Trascender
el signo es un deber. Después del cataclismo –grave insubordinación de los
acontecimientos–
queda
apenas el aliento desmesurado del arte que barre amaneceres, mediodías
y
rondas de rocío. La música comienza en el recuerdo y restalla en los azulejos,
metódicamente.
La música era una especie de silencio comercial, afluente, derivado del ansia,
de tanto espíritu
encarnado.
Abría con un solo de síntesis, agudeza, bases
incendiarias,
voces que podían cantar, que pudieran afinar como pinceles, podrían cantar si
fuese necesario; pues
el aire
empezaba a permitirse el lujo de aquella vibración empecinada,
solía
tratarse de un aire puro, la manifestación extrema de una vieja comedia.
Abanicados
relojes, seres bíblicos reinando al modo chismoso de las sombras; algo como la vida
alrededor,
el murmullo emergente de la savia.
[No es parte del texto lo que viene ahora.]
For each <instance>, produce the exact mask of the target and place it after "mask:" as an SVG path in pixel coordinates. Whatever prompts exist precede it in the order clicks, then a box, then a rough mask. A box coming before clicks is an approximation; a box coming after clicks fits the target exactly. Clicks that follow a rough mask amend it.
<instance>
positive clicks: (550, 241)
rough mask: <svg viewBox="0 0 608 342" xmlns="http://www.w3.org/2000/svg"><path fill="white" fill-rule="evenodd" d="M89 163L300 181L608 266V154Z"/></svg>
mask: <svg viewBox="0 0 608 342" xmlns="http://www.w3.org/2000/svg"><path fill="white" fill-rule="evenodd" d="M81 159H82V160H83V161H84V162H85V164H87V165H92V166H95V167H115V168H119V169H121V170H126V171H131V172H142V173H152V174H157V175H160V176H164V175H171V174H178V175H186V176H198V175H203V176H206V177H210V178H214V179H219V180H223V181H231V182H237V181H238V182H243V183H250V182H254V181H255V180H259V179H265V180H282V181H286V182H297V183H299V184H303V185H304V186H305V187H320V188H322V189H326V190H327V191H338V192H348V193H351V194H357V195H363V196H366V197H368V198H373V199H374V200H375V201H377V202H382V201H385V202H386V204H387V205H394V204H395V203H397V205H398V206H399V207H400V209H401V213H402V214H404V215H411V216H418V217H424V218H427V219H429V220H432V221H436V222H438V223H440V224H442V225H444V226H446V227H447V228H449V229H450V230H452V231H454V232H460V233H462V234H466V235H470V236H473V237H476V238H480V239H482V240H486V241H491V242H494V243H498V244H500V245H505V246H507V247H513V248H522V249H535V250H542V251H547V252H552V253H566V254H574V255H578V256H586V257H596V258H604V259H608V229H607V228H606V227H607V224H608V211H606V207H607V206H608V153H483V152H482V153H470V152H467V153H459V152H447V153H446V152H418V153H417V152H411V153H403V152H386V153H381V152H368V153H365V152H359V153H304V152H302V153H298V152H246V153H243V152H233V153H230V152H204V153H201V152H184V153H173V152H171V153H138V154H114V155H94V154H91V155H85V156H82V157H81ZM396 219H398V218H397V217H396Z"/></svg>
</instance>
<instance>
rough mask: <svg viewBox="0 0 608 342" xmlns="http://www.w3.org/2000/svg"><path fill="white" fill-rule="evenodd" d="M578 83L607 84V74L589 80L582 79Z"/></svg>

Alambicados
relojes
marcadores de una religión horaria sin horario conocido trabajando a destajo
como abejas nemorosas (forman
el
fondo acústico adecuado, listo para el impacto
casual
de los timbales, el temblor enraizado en baldosas y aeropuertos vacíos, la
tierra
acartonada
y espesa).
¿Cómo
competir, alcanzar la zona marginal, la altura más débil? Ángeles
en
horas bajas, rectilíneos seres celestiales diluidos en lienzos y apartadas
bibliotecas,
portada
de catecismos sobrehumanos. El objetivo es la sacralización del sonido, captar
la materia subyacente, materializar
el vínculo
instrumental que se indaga y se retiene. Dar relieve,
volumen
al trabajo de la pluma, caracterizarlo, cincelar las palabras hasta dar con el
muelle.
Todos
saben que la poesía es un corsé, es un cliché, intuyen el concepto
de la
idolatría, su cimiento incómodo. Es comprensible que la poesía se devore con
buen apetito,
contamine
lo que toque con la huella errante de su resoplido; es su función de espejo, su
producción literal, su autismo.
Asomada
a la sima voluntariosa de la literatura, fingiéndose fuera de la oscuridad.
Nunca
antes la fábrica de realidad a pleno rendimiento. El serio Señor Rap en su
trono tremebundo, hecho un génesis
vir(tu)al,
una reparación de lo existente; verlo salir del verso como una serpiente o una
primavera,
notar
su rastro ajeno, tan perfeccionado. Puesto en bandeja, en la lámina y el estrado
impronunciable,
lejos
de la aurora recreativa y sus mensajes
luminosos, bellos como
letreros autentificados por un experto en desmentidos oficiales. La voz
libando esporas y
una onda particular y afable en el premioso acto de su desistimiento. La
relación del verbo con la magia
expuesta sin
tapujos ni tapices frondosos, organizada en sendas oportunidades de alzarse
como una nube
exótica, un globo de chicle o el seco aterrizaje de una gota de amor.